The Eleventh Amendment does not bar suits against public officials sued in their individual capacities. See. id. However, it appears that plaintiff's proposed claims against the PERB officials he seeks to sue involve their role in adjudicating his unfair practices charge. Because they were functioning essentially as judges, these individuals would likely be entitled to absolute immunity from claims for damages brought against them in their individual capacities. See Cleavinger v. Saxner, 474 U.S. 193, 200, 106 S. Ct. 496, 500 (1985)(noting that absolute immunity has been extended to those "who perform functions closely associated with the judicial process," including hearing examiners and administrative law judges); Austern v. Chicago Board Options Exchange, Inc., 898 F. 2d 882, 886 (2d Cir 1990)(extending full immunity to arbitrators based upon the "'functional comparability' of the arbitrator's role... to that of his judical counterpart").

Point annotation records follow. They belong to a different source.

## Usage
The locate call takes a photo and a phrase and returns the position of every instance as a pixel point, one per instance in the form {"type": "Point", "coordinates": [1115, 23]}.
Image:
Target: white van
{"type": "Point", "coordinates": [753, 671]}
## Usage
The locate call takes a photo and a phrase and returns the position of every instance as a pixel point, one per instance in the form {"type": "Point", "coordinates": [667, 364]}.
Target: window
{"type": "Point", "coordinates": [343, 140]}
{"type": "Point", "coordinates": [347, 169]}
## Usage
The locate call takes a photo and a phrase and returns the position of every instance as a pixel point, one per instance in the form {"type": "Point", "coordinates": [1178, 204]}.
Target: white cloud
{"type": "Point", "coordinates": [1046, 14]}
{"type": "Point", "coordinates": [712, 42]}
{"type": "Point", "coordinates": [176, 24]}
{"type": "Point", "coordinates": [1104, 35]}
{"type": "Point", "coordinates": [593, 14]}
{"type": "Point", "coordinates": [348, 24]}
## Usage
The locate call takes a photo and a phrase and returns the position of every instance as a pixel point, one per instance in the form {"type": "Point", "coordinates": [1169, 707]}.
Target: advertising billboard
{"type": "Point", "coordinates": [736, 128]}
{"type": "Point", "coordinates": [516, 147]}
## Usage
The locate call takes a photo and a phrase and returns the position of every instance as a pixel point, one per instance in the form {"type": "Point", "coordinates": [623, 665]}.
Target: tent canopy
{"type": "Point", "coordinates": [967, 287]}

Plaintiff suggests that his proposed amendment would seek an injunction requiring PERB officials to "investigate and resolve" his unfair practices charge. The Eleventh Amendment does not preclude a claim for prospective injunctive relief intended to halt state action which violates federal constitutional rights. See Pennhurst, 465 U.S. at 102, 104 S. Ct. at 909; Kostok v. Thomas, 105 F.3d 65, 68-69 ((2d Cir. 1997). However, plaintiff does not any where explain why he is constitutionally entltled to an "investigation" of his unfair practices charge. Moreover, to the extent plaintiff seeks a different resolution of that charge than the one he has already obtained from PERB and unsuccessfully challenged in his Article 78 petition, his claim would plainly be precluded by Rooker-Feldman. For all these reasons, plaintiff's motion to amend his complaint to add a claim for injunctive relief and to name four PERB officials as defendants should be denied.
Conclusion
For the reasons stated above, I respectfully recommend that the motions to dismiss brought by defendants New York City Board of Education of the City School District of New York, Public Employment Relations Board, Herbert Monte Levy, Joyce Coppin, and Tom Pappas be granted, that plaintiff's motions for summary judgment, for sanctions, and for leave to file a Fourth Amended Complaint be denied, and that this case be closed. Any objections to the recommendations made in this Report must be filed with the Cleark of the Court and the Chambers of the Honorable Nina Gershon within ten days of receiving this Report and Recommendation and, in any event, no later than January 24, 2003. Failure to file timely objections may waive the right to appeal the District Court's Order. See 28 U.S. C § 636(b)(1); Fed R. Civ. P. 6(a), 6(e), 72; Small v. Secretary of Health and Human Serv., 892 F.2d 15, 16 (2d Cir. 1989).
Steven M. Gold
United States Magistrate Judge
Brooklyn, New York
December 30, 2002.
Footnotes
(4) Plaintiff's Article 75 Petition is annexed as Exhibit D to the DeLarco Declaration.
(5) Plaintiff's Article 78 Petition is annexed as Exhibit B to the DeLarco Declaration.